Australian Financial Review

UK giant takes stake in local home equity group

Josh Funder and Natasha Mora

Legal & General, the UK financial services giant with more than $2.2 trillion under management, has taken a 20 per cent stake in Household Capital.

It's the first strategic investment by Britain’s largest reverse mortgage provider in 22 years, following the $892 million sale of its local business to Colonial Mutual in 1998.

Household Capital has also announced a Series B financing, which takes the total amount of capital raised by the group which specialises reverse mortgage retirement funding to $25 million since launching in 2017.

Legal & General chief executive Chris Knight said: “The Australian equity release market is extremely promising, with Household Capital at the forefront of developing innovative funding options for retirees.”

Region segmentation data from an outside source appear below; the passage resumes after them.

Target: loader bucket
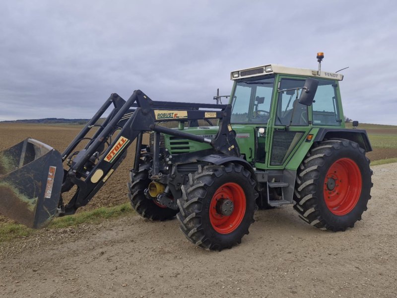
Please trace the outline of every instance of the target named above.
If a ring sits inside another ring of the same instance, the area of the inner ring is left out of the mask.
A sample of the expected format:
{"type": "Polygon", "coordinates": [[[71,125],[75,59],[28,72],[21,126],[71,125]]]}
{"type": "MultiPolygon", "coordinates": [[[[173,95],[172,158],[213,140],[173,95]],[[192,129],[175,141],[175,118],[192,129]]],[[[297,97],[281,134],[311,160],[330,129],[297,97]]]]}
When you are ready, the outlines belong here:
{"type": "Polygon", "coordinates": [[[64,177],[61,154],[28,138],[0,152],[0,214],[34,228],[57,212],[64,177]]]}

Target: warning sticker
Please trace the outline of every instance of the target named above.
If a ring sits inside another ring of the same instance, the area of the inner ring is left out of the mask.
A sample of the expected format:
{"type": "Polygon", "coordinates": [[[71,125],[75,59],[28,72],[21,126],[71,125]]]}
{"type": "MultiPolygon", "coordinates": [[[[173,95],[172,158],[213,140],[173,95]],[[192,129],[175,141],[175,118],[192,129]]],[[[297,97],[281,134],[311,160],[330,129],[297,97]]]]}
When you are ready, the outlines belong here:
{"type": "Polygon", "coordinates": [[[44,198],[46,199],[51,198],[51,193],[53,192],[53,186],[54,186],[54,179],[55,178],[55,171],[56,170],[56,166],[50,166],[50,169],[48,170],[48,176],[47,178],[46,191],[44,193],[44,198]]]}

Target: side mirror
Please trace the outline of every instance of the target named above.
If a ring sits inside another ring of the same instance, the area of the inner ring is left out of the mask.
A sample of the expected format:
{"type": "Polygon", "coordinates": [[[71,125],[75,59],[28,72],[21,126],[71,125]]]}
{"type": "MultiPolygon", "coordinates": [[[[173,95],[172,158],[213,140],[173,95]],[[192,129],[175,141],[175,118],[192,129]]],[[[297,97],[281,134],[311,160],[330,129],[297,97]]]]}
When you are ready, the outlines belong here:
{"type": "Polygon", "coordinates": [[[308,77],[305,81],[303,89],[299,97],[299,103],[309,106],[313,102],[317,86],[319,85],[318,80],[311,77],[308,77]]]}

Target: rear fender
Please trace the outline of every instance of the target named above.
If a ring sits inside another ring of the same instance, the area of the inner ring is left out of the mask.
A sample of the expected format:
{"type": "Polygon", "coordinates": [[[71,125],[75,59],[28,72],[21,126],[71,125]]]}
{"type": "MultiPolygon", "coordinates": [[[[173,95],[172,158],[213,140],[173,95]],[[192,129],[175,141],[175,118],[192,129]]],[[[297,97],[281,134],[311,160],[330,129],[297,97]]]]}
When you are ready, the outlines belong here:
{"type": "Polygon", "coordinates": [[[252,166],[247,160],[243,158],[228,155],[211,154],[200,158],[198,158],[198,160],[200,161],[206,161],[216,165],[221,165],[226,162],[238,163],[244,167],[246,169],[249,171],[252,175],[252,178],[256,180],[256,182],[258,182],[256,181],[256,178],[255,177],[255,172],[252,166]]]}
{"type": "Polygon", "coordinates": [[[367,132],[364,129],[320,128],[313,141],[321,142],[325,139],[345,139],[358,144],[366,152],[372,151],[367,132]]]}

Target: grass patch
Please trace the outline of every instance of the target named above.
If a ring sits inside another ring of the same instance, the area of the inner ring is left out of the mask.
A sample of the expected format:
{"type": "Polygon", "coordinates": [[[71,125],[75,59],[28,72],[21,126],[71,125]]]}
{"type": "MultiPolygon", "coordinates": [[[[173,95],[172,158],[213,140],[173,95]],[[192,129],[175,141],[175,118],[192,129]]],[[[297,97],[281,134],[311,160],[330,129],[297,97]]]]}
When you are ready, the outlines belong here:
{"type": "Polygon", "coordinates": [[[386,159],[379,159],[371,162],[371,165],[379,165],[380,164],[386,164],[387,163],[392,163],[397,162],[397,157],[394,158],[386,158],[386,159]]]}
{"type": "MultiPolygon", "coordinates": [[[[127,203],[112,207],[101,207],[74,215],[57,218],[48,227],[51,229],[64,228],[76,227],[81,224],[97,224],[106,219],[117,218],[133,212],[134,211],[127,203]]],[[[0,224],[0,242],[26,237],[39,232],[39,230],[29,228],[20,224],[0,224]]]]}
{"type": "Polygon", "coordinates": [[[369,133],[368,137],[374,148],[397,148],[397,134],[369,133]]]}

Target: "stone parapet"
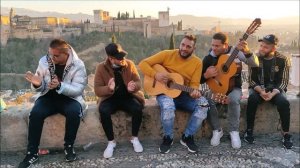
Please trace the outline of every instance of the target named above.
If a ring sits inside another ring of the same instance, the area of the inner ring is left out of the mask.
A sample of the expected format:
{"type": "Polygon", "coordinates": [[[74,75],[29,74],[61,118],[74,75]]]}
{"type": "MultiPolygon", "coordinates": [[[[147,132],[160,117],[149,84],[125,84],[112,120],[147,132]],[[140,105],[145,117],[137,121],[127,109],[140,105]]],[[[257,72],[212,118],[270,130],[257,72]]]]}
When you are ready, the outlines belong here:
{"type": "MultiPolygon", "coordinates": [[[[290,131],[299,133],[299,97],[289,97],[291,104],[290,131]]],[[[1,113],[1,151],[25,150],[28,134],[28,115],[32,105],[11,107],[1,113]]],[[[240,132],[246,126],[247,101],[242,100],[240,132]]],[[[221,124],[227,131],[227,113],[220,111],[221,124]]],[[[180,138],[190,114],[176,111],[174,124],[174,136],[180,138]]],[[[124,112],[117,112],[112,116],[115,139],[117,141],[129,140],[131,136],[131,117],[124,112]]],[[[48,117],[44,122],[44,128],[40,147],[62,148],[64,139],[65,118],[58,114],[48,117]]],[[[263,103],[259,106],[255,120],[255,134],[265,134],[280,131],[279,114],[275,106],[263,103]]],[[[207,121],[195,135],[196,138],[211,136],[211,129],[207,121]]],[[[160,122],[160,111],[155,99],[147,100],[143,113],[143,122],[139,132],[140,139],[161,139],[162,127],[160,122]]],[[[99,121],[99,113],[96,104],[90,104],[89,109],[77,133],[75,146],[81,146],[90,142],[106,142],[106,137],[99,121]]]]}

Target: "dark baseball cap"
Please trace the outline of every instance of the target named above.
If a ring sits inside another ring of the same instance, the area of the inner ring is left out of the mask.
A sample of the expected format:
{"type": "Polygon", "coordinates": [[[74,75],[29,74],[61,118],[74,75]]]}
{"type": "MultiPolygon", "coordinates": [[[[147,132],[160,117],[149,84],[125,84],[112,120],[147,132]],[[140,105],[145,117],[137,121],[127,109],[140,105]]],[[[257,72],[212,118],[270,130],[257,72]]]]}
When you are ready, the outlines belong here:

Josh Funder, chief executive of Household Capital, added: “This strategic investment shows when it comes to tackling the challenge of our burgeoning retirement-age population, global investors see Australia as a significant market opportunity.”

A reverse mortgage allows borrowers from the age of 60 to convert the equity in their homes into cash. Equity is the value of the property, minus any mortgage debt.

Reverse mortgages allow retirees to draw 15 per cent of household equity at 60 and increase withdrawals by 1 per cent a year for the next 20, or a cap of 35.5 per cent.

Interest rates vary from Household Capital’s 5.15 per cent to Heartland Seniors Finance's 6.2 per cent. Household Capital has an application fee of 1.5 per cent on drawn capital with no ongoing fees while P&N Bank charges $395 and an ongoing annual fee of $80.

An estimated 4.5 million retirees’ equity in their homes is on average about four to five times their super savings, which for male Baby Boomers is about $150,000 and for females around $80,000, according to government analysis.

Existing retirees are estimated to have about $1 trillion in home equity. Reverse mortgage providers claim interest in the products have increased by about 20 per cent in the past 12 months. This demand is expected to continue rising as retirees seek alternative sources of income to equity and fixed income, which are being smashed by tumbling markets and falling cash rates.

Retail and industry funds are attempting to repair retiree confidence in the sector that was damaged by the loss of wholesale funding in the wake of the global financial crisis and irresponsible lending that led to a regulatory shake-up.

Nick Sherry, former federal super minister and chairman of Household Capital, said regulation of the products has been over-hauled to protect consumers and achieve the government’s aim of making home equity the “third pillar” of retirement funding.

In the UK, Legal & General annually issues close to $2 billion worth of reverse mortgages. The company’s local commercial director, Natasha Mora, will join the Household Capital board of directors. The Series B funding will be used to increase Household Capital to expand its staff, boost marketing and product range.

Mr Sherry said: “It is a myth that Australian’s downsize. They want to continue to live in their homes and in their community. Growth in home equity retirement funding is not only necessary, it is inevitable.”